L’introverso non ha paura di agire, al contrario non gli piace agire solo per il gusto di farlo e seleziona le sue poche azioni per le cose che meritano, mettendo in esse tutta la sua energia:
questo porta normalmente allo sperato risultato favorevole.
Dato che i confini tra timidezza ed introversione sono in certe persone assai labili è bene che il prima possibile venga fatto il salto da uno stato (la timidezza) che può bloccarci e renderci difficile la vita, ad uno(l’introversione) che ormai è dato di fatto, se ben amministrata può portare ad avere successo, nel caso particolare con le ragazze, ma non solo in quello.

Ho visto negli anni troppe volte accadere questo:
timidi che letteralmente si mangiavano le mani cercando l’attenzione di una ragazza, semplicemente standosene fermi in un angolo a rimuginare ed andando via a fine serata soli e tristi.
Questo va cambiato il prima possibile, lo so che all’inizio ci vuole uno sforzo cosciente impegnativo da fare e da accettare, ma solo tramite le prove difficili si riesce a crescere.
In questo modo invece che aspettare che qualcuna, di solito non quella che vogliamo, si accorga non sappiamo bene come di noi, potremo essere artefici del nostro destino sentimentale o sessuale se non vogliamo impegnarci emotivamente per il momento.

Solo l’azione porta risultati, in fondo cosa può andare male, rimanere da soli?

Solo sentimentalmente il timido 99 volte su 100 già lo è, ricevere un rifiuto non cambierà questo, almeno per il momento..
Chi non ha avuto un rifiuto in vita sua, ricorda che non sta rifiutando te, ma come agisci e ti presenti in quel momento e le ragioni del suo rifiuto potrebbero essere mille altre che niente hanno a che vedere con la tua richiesta; anche il primo noioso e bruciante esito negativo serve ad imparare e migliorare per avere presto risultati positivi.
Potrebbe dire forse e l’interazione continua, rendendo l’azione un successo, almeno per il momento; intanto hai vinto la paura e stai facendo pratica.

Potrebbe dire di si!

Non è che molti timidi hanno in fondo paura che accada la migliore delle ipotesi?
Quando uno ha visto che può agire ed avere una donna, dopo non può più crogiolarsi nel suo quanto sono pusillanime e disperato io non c’è altra persona al mondo che tanto gli piace giocare dentro alla sua mente.

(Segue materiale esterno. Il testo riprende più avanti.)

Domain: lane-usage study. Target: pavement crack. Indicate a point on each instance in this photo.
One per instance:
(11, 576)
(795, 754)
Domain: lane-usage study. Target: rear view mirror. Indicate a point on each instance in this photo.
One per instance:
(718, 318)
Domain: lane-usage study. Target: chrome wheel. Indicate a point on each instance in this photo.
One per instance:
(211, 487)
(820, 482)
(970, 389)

Se quella è la vera ragione, non ci si può fare niente, il problema è più grande e forse ci vuole un buon psicologo, perchè avere paura del successo farà in modo che uno non lo raggiunga mai.
Qui su Fire of Man non posso interessarmi di casi clinici o patologici, per quello ci sono i dottori apposta, anche se la loro utilità è limitata senza una reale voglia dell’interessato a cambiare in parte il proprio approccio alla vita.

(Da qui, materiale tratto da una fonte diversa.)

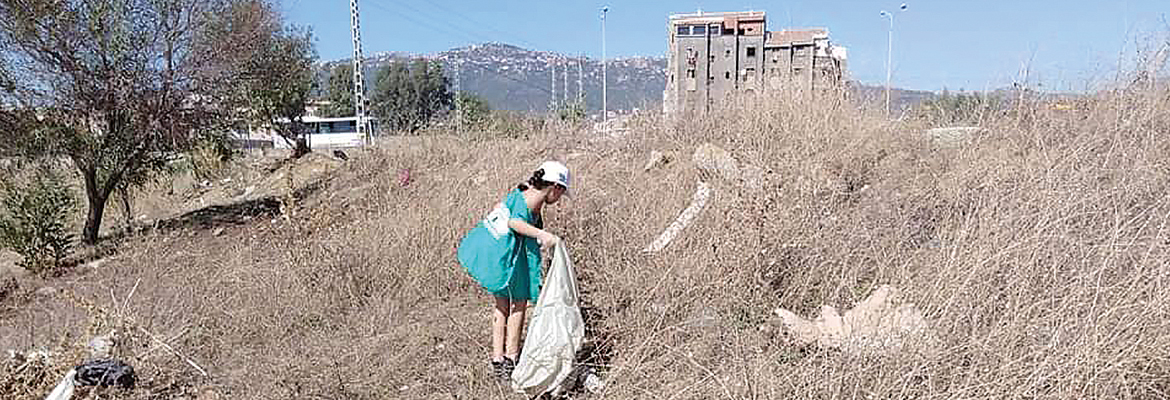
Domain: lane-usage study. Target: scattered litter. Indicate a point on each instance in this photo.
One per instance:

Quando questa paura non esiste allora si, ben venga, una semplice azione ha risolto e fatto scomparire tutti i dubbi.
La prossima volta sarà dieci volte più facile; quella dopo 100 volte più semplice e improvvisamente un giorno quando motivati davvero, ci muoveremo senza neanche pensarci su, senza neanche porci il problema se agire oppure no.
Sarà allora che i grandi risultati arriveranno davvero e saremo migliorati come persone, saremo finalmente un Uomo con le Palle.